Atari ANTIC/CTIA/GTIA (1979)

The first programmable home-computer GPU. ANTIC was ahead of its time; it was a full microprocessor with its own instruction set and direct access to system memory, much like the blitter in the Amiga 6 years later (which, not coincidentally, was designed by the same person). By tweaking its "display list" or instruction queue, some very wild special effects were possible, including smooth animation and 3D effects. CTIA and GTIA provided up to 128 or 256 colors, respectively, a huge number for the time.

1980s

IBM Monochrome Display Adapter and Color Graphics Adapter (1981)

These were the GPUs offered with the original IBM PC. The MDA quickly gained a very good reputation for its crisp, high resolution text display, but lacked the ability to render graphics of any sort. For that you needed the CGA adapter -- which only supported two simultaneous colors (not counting black and white) in a low-resolution mode with a freaky, unnatural-looking color palette. This ensured that the early PCs had a pretty dismal reputation for graphics work, and was a major factor in the Macintosh and the Amiga taking over that market. The CGA was superseded by the Enhanced Graphics Adapter (EGA) in 1984, and while that chip was at least usable for graphics work, it was still very limited; it wouldn't be until 1987 that the PC finally got an affordable, world-class color GPU.

Hercules Graphics Card (1982)

You may have worked out from the summary above that early PC users had something of a dilemma with their GPU card choices -- either the "excellent text-display but no real graphics" of the MDA or the "mediocre text display but with actual graphics" of the CGA. Bear in mind that DOS couldn't understand multiple graphics cards in the same system, so you had to choose one or the other. Hercules decided to Take a Third Option and produced their own graphics card which emulated the MDA's text mode, and offered a monochrome version of the CGA's color mode, making it suitable for basic graphics work. This made the Hercules a hugely popular card, and the most popular solution for PC users for about five years.

IBM Professional Graphics Controller (1985)

This may well be the earliest version of a modern-day GPU (rather than just a display adapter), supporting full 2D hardware acceleration, some very basic 3D capabilities, along with display resolutions that wouldn't be equaled until the arrival of the Super VGA standard four years later.
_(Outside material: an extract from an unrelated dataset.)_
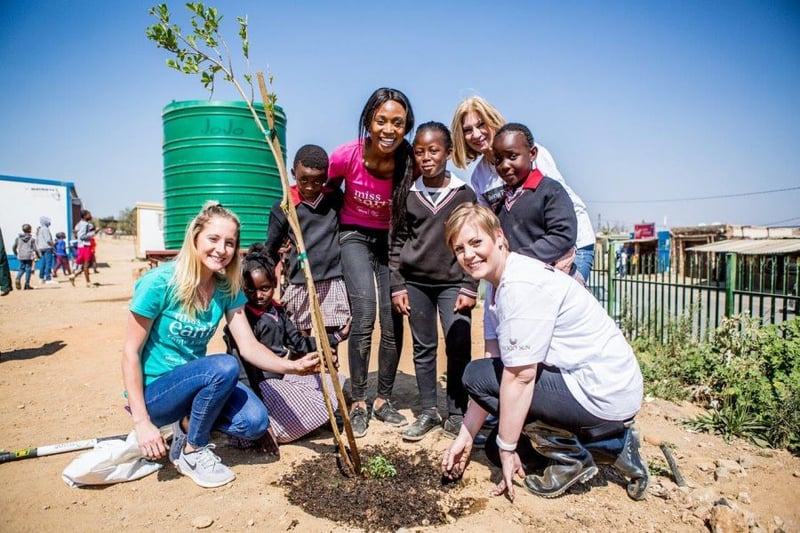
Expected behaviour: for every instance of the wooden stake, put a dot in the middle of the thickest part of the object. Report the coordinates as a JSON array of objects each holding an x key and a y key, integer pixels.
[{"x": 317, "y": 321}]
In addition, it effectively included a full computer on the card (including an Intel 8088 CPU), making it fully programmable in a way that most other cards wouldn't be until the turn of the century. Unfortunately, there was one very big flaw -- the combined cost of the card and the proprietary IBM monitor that you had to use was $7,000, almost four times the cost of the Commodore Amiga that debuted a couple of months later. You can probably guess which of the two became the must-have solution for graphics professionals.

IBM Video Graphics Array (1987)

Introduced with the IBM PS/2 line, finally offering the IBM-compatible PC graphics abilities that outshone all its immediate competitors. Many noted that it would probably have been a Killer App for the PS/2, had it not been for the Micro-Channel Architecture fiasco (more on that elsewhere). In any case, this established most of the standards that are still used for graphics cards to this day, offering a then-massive 640x480 resolution with 16 colors, or 320x240 with an also-massive 256 colors. Subsequent cards included the Super VGA and XGA cards, which extended the maximum resolutions to 800x600 and 1024x768 respectively, but they are generally considered to fall under the VGA umbrella.

1990s

S3 86C911 (1991)

One of the most popular 2D accelerators, and one that made them matter. Originally, graphics chips on PCs were limited to a higher resolution text mode, or a smaller resolution graphics mode. 2D acceleration however, only had a graphics mode that could manipulate any arbitrary 2D image you wanted. The chip was named after the Porsche 911, and it delivered its claims so well, by the mid 90s, every PC made had a 2D accelerator.

nVidia NV1 (1995)

One of the earliest 3D accelerators on the PC, manufactured and sold as the Diamond Edge 3D expansion card. It was actually more than just a graphics card - it also provided sound, as well as a port for a Sega Saturn controller. It was revolutionary at the time, but very difficult to program due to its use of Quadrilateral rendering (which the Sega Saturn's GPU also used) instead of the Triangles (Polygons) used today. It was also very expensive and had poor sound quality. It was eventually killed when Microsoft released Direct X and standardized Polygon rendering. It was supposed to be followed by the NV2, which never made it past design stage.

S3 ViRGE (1995)

The first 3D accelerator chip to achieve any real popularity. While it could easily outmatch CPU-based renderers in simple scenes, usage of things like texture filtering and lighting effects would cause its performance to plummet to the point where it delivered far worse performance than the CPU alone would manage. This led to it being scornfully referred to as a "3D decelerator," though it did help get the market going.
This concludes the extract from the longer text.